From McCain’s statement:
As I have repeatedly stressed, health care reform legislation ought to be the product of regular order in the Senate. Committees of jurisdiction should mark up legislation with input from all committee members, and send their bill to the floor for debate and amendment. That is the only way we might achieve bipartisan consensus on lasting reform, without which a policy that affects one-fifth of our economy and every single American family will be subject to reversal with every change of administration and congressional majority.
We should not be content to pass health care legislation on a party-line basis, as Democrats did when they rammed Obamacare through Congress in 2009. If we do so, our success could be as short-lived as theirs when the political winds shift, as they regularly do.
And blah blah blah blah blah. Note the contradiction in the last sentence. Democrats, very likely thanks to McCain, will not have had short-lived success.
There is no way that McCain would normally be a “no” vote on this.
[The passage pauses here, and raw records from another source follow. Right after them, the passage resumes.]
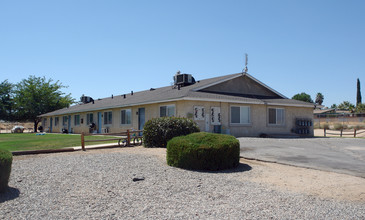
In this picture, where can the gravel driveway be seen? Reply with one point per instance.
(341, 155)
(89, 185)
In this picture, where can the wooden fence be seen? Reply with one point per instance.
(342, 133)
(127, 138)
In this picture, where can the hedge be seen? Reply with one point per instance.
(6, 159)
(203, 151)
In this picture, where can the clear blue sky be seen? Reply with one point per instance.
(100, 48)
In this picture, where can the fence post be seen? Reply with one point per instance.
(83, 141)
(128, 138)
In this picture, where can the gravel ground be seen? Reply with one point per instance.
(90, 185)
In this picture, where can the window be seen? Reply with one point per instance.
(199, 113)
(77, 120)
(126, 117)
(167, 111)
(64, 120)
(240, 115)
(276, 116)
(108, 118)
(89, 118)
(215, 115)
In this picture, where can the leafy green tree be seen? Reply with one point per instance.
(6, 101)
(37, 95)
(358, 94)
(319, 98)
(303, 97)
(346, 105)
Here is the statement he should have given:
I’m a mad as hell that Donald Trump said mean things about my capture and imprisonment by the North Vietnamese, and now I have my revenge.
That’s what’s going on here, believe me. Because of one person’s grudge, Obamacare likely will stay. It’s a sad end to Sen. McCain’s honorable and heroic record of service.
McCain should be mad. He also should do what’s right for the country.